Exacta poll: Borissov’s GERB has 25.4% support among Bulgarians

A month before the start of the official campaign ahead of Bulgaria’s November 2016 presidential elections, Prime Minister Boiko Borissov’s centre-right GERB party remains the political force with the most support, at 25.4 per cent, according to the Exacta polling agency.

This is a slight drop from the results in Exacta’s June poll, which saw support for Borissov’s GERB at 26.5 per cent.

The survey, carried out among 1000 adult Bulgarians in 89 cities and towns from September 5 to 12, said that the opposition Bulgarian Socialist Party had 15.3 per cent – hardly changed from the 15.4 per cent support that the party was said to have had in June.

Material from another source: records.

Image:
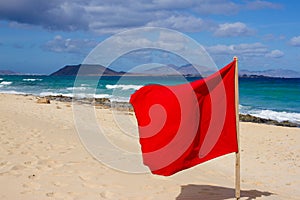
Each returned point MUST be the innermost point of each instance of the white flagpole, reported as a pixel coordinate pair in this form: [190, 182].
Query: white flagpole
[237, 155]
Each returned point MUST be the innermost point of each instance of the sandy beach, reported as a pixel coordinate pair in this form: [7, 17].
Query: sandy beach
[42, 157]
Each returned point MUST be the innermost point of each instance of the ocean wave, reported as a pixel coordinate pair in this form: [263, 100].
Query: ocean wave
[12, 92]
[55, 94]
[124, 87]
[32, 79]
[77, 88]
[77, 95]
[6, 83]
[271, 114]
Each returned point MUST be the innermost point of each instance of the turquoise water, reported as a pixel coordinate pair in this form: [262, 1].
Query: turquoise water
[273, 98]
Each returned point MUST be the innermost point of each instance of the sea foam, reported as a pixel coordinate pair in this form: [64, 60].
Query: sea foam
[32, 79]
[123, 87]
[6, 83]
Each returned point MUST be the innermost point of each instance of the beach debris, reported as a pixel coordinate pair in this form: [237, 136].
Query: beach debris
[43, 100]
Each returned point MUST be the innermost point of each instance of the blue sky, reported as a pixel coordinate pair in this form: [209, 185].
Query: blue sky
[42, 36]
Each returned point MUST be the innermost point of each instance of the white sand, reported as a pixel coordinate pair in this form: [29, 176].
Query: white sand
[41, 157]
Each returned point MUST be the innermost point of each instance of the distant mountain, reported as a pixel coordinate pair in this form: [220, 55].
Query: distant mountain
[7, 72]
[281, 73]
[86, 70]
[173, 70]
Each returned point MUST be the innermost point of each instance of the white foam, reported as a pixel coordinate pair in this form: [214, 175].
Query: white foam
[124, 87]
[11, 92]
[6, 83]
[32, 79]
[77, 88]
[278, 116]
[55, 94]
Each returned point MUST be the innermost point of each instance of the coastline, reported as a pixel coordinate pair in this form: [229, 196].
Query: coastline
[106, 103]
[42, 157]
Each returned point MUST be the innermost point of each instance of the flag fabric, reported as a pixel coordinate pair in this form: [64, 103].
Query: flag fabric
[184, 125]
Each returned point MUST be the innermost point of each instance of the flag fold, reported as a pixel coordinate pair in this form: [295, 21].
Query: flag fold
[184, 125]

In third place in the Exacta poll was the centre-right coalition the Reformist Bloc, with six per cent support, up from 5.4 per cent in June.

The third-largest party in the National Assembly, the Movement for Rights and Freedoms, had 4.5 per cent support, down from 5.4 per cent in June.

The nationalist Patriotic Front also had 4.5 per cent support, a figure that has remained constant in all Exacta Research polls since March 2015.

Georgi Purvanov’s ABC, one of the two smallest parties in Parliament, had three per cent, a slight gain from the 2.6 per cent it had in June.

Sixty-one per cent of those polled saw the November presidential elections as important to the country, a view held mostly strongly among GERB, BSP and Patriotic Front voters. However, only 38 per cent of Bulgarians polled saw the presidential elections as very important to them personally.

Just more than half of those polled said that they intended voting in the presidential elections. The number of those who intended voting in the national referendum on November 6, the same day as the first round of the presidential elections, was about 10 points lower.

Prime Minister Borissov’s approval rating was 48 per cent, a gain of four points over the past six months, while that of his government was 33 per cent. Parliament’s approval rating was 18 per cent. In a consistent trend, the institution with the lowest approval rating was the court system.

The Cabinet ministers with the highest approval ratings were Regional Development and Public Works Minister Lilyana Pavlova (47 per cent), Deputy Prime Minister in charge of EU funds Tomislav Donchev (42 per cent) and Culture Minister Vezhdi Rashidov (40 per cent).

Among Bulgarian public officials, those with the highest ratings in September included Sofia mayor Yordanka Fandukova (67 per cent) and European Commission Vice President Kristalina Georgieva (53 per cent).